Kunst und Kultur sind in Bern keine Selbstverständlichkeit schrieb Christian Pauli 2011 im Klartext der Berner Kulturagenda. Knapp zwei Jahre später scheint die Situation in der Berner Kunstlandschaft unverändert.
Ihr seid alle im Kreativ- oder Gestaltungsbereich und als Ausstellungsmacher tätig. Wie steht es eurer Meinung um die Berner Kunst-Szene?
Vinzenz Meyner (V.M.):
Es gibt meiner Meinung nach eine Kunst-Szene in Bern, aber eine sehr verschachtelte.
Wie ist das gemeint?
V. M.:
In Bern trifft man nie oder nur selten immer die gleichen Leute an verschiedenen Kunstevents. Hingegen in Zürich, kann man sich sicher sein, dass die Kunstszene bei so ziemlich jeder Kunstveranstaltung geschlossen auftritt. Ich als Kunstinteressierter und Ausstellungsveranstalter gehe zum Beispiel auch nicht an jede Vernissage, an jedes Podium oder Werkgespräch, das in Bern statt findet.
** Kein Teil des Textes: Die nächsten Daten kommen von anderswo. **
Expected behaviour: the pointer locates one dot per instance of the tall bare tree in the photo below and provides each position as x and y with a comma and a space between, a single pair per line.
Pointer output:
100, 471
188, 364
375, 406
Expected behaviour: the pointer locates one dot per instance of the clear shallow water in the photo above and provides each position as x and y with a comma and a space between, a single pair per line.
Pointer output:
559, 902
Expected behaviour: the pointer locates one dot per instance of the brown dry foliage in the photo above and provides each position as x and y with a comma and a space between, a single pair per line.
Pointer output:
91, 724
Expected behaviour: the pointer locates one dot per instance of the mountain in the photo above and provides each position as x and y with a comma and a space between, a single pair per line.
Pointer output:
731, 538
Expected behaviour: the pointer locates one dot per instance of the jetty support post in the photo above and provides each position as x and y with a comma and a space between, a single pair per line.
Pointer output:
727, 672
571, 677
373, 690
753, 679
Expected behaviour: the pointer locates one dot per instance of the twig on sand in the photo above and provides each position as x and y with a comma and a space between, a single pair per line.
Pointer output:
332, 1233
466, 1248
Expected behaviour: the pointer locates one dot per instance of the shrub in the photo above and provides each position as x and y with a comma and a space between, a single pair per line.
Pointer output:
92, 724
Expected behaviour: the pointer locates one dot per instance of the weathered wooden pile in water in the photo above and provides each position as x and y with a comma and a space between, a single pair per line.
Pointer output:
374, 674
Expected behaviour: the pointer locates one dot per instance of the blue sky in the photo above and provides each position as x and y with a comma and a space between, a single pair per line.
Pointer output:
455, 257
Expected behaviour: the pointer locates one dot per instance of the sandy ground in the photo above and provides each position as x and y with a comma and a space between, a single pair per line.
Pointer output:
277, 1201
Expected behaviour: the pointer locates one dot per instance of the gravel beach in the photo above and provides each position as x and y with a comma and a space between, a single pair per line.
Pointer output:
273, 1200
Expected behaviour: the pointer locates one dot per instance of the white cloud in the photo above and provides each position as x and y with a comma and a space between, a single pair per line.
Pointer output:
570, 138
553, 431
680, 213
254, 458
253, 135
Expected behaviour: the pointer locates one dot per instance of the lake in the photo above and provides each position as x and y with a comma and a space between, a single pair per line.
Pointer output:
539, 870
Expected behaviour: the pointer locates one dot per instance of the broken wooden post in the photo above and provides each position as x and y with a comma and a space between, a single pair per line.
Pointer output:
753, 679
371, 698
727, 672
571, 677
Es gibt also nicht die Berner Kulturszene, sondern mehrere Szenen?
V. M.:
Ich stelle mir die Frage selbst auch: kann man von einer ganzen Kunst-Szene oder von vielen kleinen Szenen reden. Wie siehst du das Ramon?
Ramon Feller (R. F.):
Meiner Meinung nach kann man definitiv von einer ganzen Szene reden. Aber es gibt halt verschiedene Anknüpfungspunkte für verschiedene Positionen. Die Berner Kunst-Szene ist ziemlich atomisiert. Genau dort setzen Projekte wie das Kollektiv-Bern an, welches versucht, die Off-Events der Kunstszene mehr zu verknüpfen, eine gemeinsame Szene zu generieren.
Das wäre dann aber eine ganze Off-Szene.
R. F.:
Natürlich wünscht sich die Off-Szene eine stärkere Kooperation mit grösseren Kulturinstitutionen. Aber die Kunsthalle Bern etwa, die ist für uns ein Ufo. Dort treffen sich viele Leute, die in der Off-Szene gar nicht verortbar sind. An den Veranstaltungen von Kollektiv-Bern aber sind überweigend Kulturschaffende anwesend. Die allein schon dadurch ein Gesicht in Bern haben.
Kunst in Bern spielt sich also zum einen in der institutionalisierten und zum anderen in der Off-Szene ab?
R. F.:
Genau. Mit Überschneidungen natürlich.
Rémy Pia (R. P.):
Und da setzen wir mit dem Milieu Galerie/Artspace an. Eine Kunst-Szene bildet sich grundsätzlich mal dadurch, dass Menschen, die an Kunst interessiert sind, zusammen kommen.
«Bei uns soll sich nicht die HKB treffen. Das hätte ja keine gesellschaftliche Relevanz.»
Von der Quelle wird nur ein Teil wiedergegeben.